All of these tasks have been carried out using standards-compliant file formats and methods and with a view to future expansion, scalability and robustness.

e-codices: Virtual Manuscript Library of Switzerland

A collection of nearly 1,500 digitized manuscripts from Swiss libraries and collections. These manuscripts may be searched or browsed (by location, language, date, material, author, scribe, and others), including brief descriptions and annotations and bibliography where available. Libraries and collections include: St. Gallen, Stiftsbibliothek; Cologny, Foundation Martin Bodmer; Basel, Universitätsbibliothek; Einsiedeln, Stiftsbibliothek, and many others.

Early Music Theory

Early Music Theory is a web platform for the publishing of editions of medieval and early modern musical theory. Currently, the site hosts digital editions of some of the works of late medieval theorist Johannes Tinctoris, in addition to a bibliography and biography of the writer. The editions of Tinctoris’ texts are presented in a viewer that includes musical notation. The platform also includes commentary on the texts and links to Early Music Theory’s social media profiles, which are active as of 2020.

Europeana Regia

A project that brings together three collections of royal manuscripts –  Carolingian manuscripts, the library of Charles V and family, and the library of the Aragonese kings of Naples – currently housed across Europe at five member libraries. Provides short essays as well as the virtual exhibition “Manuscripts and Princes in Medieval and Renaissance Europe.”

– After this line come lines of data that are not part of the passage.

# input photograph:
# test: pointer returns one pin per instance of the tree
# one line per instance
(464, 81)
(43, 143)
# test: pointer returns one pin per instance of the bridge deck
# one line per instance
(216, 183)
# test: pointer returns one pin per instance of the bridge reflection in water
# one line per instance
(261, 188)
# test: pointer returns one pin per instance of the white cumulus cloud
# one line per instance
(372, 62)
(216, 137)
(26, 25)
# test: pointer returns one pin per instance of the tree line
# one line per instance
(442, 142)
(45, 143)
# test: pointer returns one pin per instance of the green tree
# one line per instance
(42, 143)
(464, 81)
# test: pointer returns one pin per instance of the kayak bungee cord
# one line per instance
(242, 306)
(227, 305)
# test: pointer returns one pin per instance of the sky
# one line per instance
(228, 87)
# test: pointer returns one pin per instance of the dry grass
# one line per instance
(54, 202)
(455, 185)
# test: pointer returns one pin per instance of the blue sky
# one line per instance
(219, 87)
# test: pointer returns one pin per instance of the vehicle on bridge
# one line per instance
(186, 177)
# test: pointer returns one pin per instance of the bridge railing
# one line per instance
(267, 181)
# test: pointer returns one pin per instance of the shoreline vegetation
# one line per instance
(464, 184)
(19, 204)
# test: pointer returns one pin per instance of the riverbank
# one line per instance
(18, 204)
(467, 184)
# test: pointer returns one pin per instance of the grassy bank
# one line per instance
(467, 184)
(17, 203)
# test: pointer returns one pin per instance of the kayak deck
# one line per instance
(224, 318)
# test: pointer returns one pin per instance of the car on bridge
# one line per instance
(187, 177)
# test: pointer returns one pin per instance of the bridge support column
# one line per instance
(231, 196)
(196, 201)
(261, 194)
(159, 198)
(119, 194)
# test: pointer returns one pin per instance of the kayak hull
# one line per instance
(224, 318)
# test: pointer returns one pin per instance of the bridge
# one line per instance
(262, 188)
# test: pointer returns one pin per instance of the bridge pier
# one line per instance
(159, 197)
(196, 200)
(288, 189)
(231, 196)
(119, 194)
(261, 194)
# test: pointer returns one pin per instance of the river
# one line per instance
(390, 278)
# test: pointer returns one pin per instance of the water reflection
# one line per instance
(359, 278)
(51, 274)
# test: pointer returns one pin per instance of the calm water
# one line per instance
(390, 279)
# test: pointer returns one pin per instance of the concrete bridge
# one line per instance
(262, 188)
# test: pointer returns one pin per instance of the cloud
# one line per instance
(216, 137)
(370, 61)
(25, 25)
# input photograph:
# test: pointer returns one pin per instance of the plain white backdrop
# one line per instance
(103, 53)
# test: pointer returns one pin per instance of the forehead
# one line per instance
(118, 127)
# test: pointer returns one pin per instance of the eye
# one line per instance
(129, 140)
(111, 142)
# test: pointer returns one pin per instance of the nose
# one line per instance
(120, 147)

Global Medieval Sourcebook

“The Global Medieval Sourcebook (GMS) is an open access teaching and research tool. It offers a flexible online display for the parallel viewing of medieval texts in their original language and in new English translations, complemented by new introductory materials.

The GMS spans one thousand years (600-1600) of literary production around the world. It contains short texts of broad interdisciplinary interest in a variety of genres, almost all of which have not previously been translated into English.”

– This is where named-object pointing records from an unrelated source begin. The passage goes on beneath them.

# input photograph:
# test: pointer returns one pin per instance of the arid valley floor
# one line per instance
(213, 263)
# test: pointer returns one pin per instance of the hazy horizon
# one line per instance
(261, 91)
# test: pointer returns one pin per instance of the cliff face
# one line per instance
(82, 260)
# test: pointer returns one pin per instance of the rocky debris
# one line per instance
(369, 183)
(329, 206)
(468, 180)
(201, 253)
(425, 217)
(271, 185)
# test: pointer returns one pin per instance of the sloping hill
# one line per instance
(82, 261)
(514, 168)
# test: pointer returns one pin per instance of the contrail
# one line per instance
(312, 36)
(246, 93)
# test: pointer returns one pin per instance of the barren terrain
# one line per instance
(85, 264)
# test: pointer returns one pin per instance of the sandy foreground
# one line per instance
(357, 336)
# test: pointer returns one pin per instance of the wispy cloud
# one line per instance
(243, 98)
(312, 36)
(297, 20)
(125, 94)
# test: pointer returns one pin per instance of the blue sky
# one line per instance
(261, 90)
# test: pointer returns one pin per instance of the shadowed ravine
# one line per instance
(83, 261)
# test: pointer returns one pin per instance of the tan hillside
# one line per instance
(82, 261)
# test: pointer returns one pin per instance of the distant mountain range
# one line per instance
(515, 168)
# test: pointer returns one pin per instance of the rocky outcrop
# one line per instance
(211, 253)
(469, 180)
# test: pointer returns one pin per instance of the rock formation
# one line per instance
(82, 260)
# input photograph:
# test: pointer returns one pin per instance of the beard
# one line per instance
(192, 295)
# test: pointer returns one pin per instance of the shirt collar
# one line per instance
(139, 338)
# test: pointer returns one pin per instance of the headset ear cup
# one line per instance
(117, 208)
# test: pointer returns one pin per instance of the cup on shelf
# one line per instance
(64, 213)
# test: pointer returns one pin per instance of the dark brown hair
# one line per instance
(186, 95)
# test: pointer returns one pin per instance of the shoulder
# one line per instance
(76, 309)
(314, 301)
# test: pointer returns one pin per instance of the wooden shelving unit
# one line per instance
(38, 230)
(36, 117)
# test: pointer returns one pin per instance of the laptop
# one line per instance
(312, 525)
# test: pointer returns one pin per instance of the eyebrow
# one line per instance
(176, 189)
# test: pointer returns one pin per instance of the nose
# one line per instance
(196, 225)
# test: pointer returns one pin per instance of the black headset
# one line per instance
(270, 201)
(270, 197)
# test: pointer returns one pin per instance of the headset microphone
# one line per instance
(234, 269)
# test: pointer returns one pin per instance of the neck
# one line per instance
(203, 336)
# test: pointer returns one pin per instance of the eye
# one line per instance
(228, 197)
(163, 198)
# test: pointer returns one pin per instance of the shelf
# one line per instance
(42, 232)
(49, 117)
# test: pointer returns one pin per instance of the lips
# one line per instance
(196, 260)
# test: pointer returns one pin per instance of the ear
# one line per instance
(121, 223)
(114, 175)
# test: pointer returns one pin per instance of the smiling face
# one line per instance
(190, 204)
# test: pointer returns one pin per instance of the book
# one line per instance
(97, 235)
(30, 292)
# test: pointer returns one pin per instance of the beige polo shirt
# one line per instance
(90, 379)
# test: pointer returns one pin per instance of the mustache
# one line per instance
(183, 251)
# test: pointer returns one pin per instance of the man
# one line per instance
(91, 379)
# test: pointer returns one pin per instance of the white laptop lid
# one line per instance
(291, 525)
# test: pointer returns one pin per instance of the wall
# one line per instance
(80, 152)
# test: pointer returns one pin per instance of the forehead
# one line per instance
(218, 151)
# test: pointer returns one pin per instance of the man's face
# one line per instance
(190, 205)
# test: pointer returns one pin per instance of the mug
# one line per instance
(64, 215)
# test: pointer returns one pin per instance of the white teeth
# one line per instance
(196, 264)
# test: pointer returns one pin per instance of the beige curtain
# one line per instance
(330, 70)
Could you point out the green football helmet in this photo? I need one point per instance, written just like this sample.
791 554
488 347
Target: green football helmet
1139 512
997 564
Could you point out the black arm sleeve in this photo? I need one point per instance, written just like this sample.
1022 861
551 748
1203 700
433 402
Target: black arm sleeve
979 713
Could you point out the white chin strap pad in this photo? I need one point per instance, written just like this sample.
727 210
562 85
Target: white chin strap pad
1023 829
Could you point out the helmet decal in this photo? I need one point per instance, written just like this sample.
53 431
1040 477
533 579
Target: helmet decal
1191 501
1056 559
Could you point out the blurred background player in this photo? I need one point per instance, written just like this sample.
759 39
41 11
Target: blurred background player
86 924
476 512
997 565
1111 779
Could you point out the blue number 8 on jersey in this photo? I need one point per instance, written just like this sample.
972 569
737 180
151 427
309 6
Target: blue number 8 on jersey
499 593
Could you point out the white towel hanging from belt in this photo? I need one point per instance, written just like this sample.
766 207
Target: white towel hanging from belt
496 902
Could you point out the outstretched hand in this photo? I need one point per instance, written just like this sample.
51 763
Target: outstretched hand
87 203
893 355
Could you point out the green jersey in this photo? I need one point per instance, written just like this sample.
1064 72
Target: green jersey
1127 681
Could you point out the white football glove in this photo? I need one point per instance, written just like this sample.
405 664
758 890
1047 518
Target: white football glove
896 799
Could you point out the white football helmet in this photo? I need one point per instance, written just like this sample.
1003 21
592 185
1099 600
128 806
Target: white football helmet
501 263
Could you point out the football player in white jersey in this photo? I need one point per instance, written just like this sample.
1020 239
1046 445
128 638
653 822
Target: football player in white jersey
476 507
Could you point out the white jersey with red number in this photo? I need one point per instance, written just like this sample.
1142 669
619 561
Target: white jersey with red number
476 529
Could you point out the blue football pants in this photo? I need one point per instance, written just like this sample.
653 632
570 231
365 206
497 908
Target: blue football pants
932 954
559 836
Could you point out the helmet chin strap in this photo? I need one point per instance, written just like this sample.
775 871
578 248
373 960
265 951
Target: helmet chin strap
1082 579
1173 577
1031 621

Internet Medieval History Sourcebook

The Internet Medieval Sourcebook is useful primarily as a source for short extracts, derived from public domain sources or copy-permitted translations, to be used for teaching (particularly for medieval survey courses). Also included are some complete documents, notably saints’ lives, or links to the full documents. The editor states that the early aim was to include a wide range of texts which address elite governmental, legal, religious and economic concerns. The resources now also include a large selection of texts on women’s and gender history, Islamic and Byzantine history, Jewish history, and social history. The texts, again according to the editor’s own statement, vary in quality, and do not always represent the best or most modern translation.

* National History Day Selected Resource *

Monastic Manuscript project

The Monastic Manuscript Project is a database of descriptions of manuscripts that contain texts relevant for the study of early medieval monasticism, especially monastic rules, ascetic treatises, vitae patrum-texts and texts related to monastic reforms. We provide lists of manuscripts for each of these texts, which are linked to manuscript descriptions. The purpose is to offer a tool for reconstructing not only the manuscript dissemination of early medieval monastic texts but also to give access to the specific contexts in which a text appears.

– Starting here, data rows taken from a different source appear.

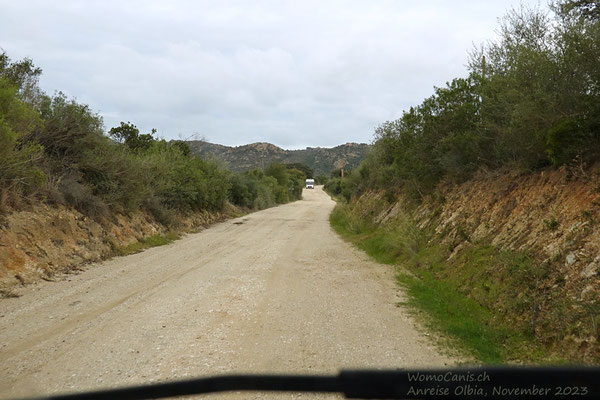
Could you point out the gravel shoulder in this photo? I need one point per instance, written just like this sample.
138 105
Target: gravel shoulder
275 291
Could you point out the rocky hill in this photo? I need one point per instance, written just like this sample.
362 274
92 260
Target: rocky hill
257 155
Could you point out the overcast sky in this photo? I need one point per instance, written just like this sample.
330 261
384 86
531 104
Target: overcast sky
292 73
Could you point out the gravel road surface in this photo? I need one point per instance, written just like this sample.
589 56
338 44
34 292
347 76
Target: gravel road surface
276 291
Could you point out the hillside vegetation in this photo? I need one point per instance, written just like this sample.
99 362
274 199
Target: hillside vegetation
487 193
54 150
72 193
257 155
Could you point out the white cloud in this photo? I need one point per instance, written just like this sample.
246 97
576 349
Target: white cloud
309 73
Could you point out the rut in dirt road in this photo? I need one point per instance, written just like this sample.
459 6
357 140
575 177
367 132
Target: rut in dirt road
275 291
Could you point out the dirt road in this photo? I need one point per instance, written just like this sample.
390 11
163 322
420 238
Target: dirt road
274 291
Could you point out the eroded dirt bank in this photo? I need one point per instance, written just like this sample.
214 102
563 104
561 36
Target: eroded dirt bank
43 241
550 217
274 291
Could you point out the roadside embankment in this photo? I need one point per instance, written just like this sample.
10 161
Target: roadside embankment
507 264
44 240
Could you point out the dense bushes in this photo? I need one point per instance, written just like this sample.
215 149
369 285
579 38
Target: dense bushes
531 100
259 189
54 148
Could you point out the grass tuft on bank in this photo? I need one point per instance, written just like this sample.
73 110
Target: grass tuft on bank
457 298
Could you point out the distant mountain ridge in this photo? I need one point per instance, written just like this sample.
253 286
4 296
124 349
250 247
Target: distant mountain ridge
258 155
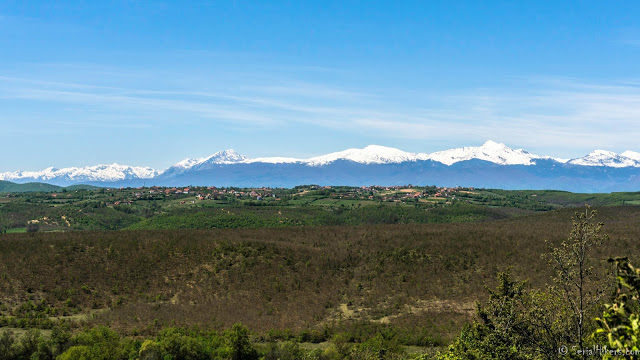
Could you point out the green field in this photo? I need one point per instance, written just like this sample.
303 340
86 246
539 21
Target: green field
324 272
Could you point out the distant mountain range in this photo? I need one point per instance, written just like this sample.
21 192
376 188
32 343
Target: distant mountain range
492 165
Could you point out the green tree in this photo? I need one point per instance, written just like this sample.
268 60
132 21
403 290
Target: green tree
239 343
620 321
575 279
502 329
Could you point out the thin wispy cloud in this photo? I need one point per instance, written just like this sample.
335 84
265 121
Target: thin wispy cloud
551 111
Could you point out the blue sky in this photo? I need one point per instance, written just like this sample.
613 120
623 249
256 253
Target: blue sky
150 83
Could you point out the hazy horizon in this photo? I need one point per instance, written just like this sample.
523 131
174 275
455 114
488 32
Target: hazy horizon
150 84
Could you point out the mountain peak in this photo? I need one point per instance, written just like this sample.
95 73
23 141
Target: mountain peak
489 151
371 154
608 158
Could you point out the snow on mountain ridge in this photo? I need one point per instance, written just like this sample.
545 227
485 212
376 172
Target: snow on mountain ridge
490 151
608 158
111 172
372 154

Monumenta Germaniae Historica (MGH)

A database of the volumes of the Monumenta Germaniae Historia (MGH), a collection of meticulously edited primary sources for the study of the Middle Ages with an emphasis on the German lands. The database may be searched or browsed by the department, and the volumes (published 1826-2010) may be read online or downloaded as .pdfs.

Patrologia Latina

A digitized version of volumes 1-217 of Migne’s Patrologia Latina, a collection of texts in Latin by church fathers, theologians, popes, councils, and many others from late antiquity through the high Middle Ages, indexed by volume. The texts, which are divided by author within each volume, may be read online or downloaded in .pdf format.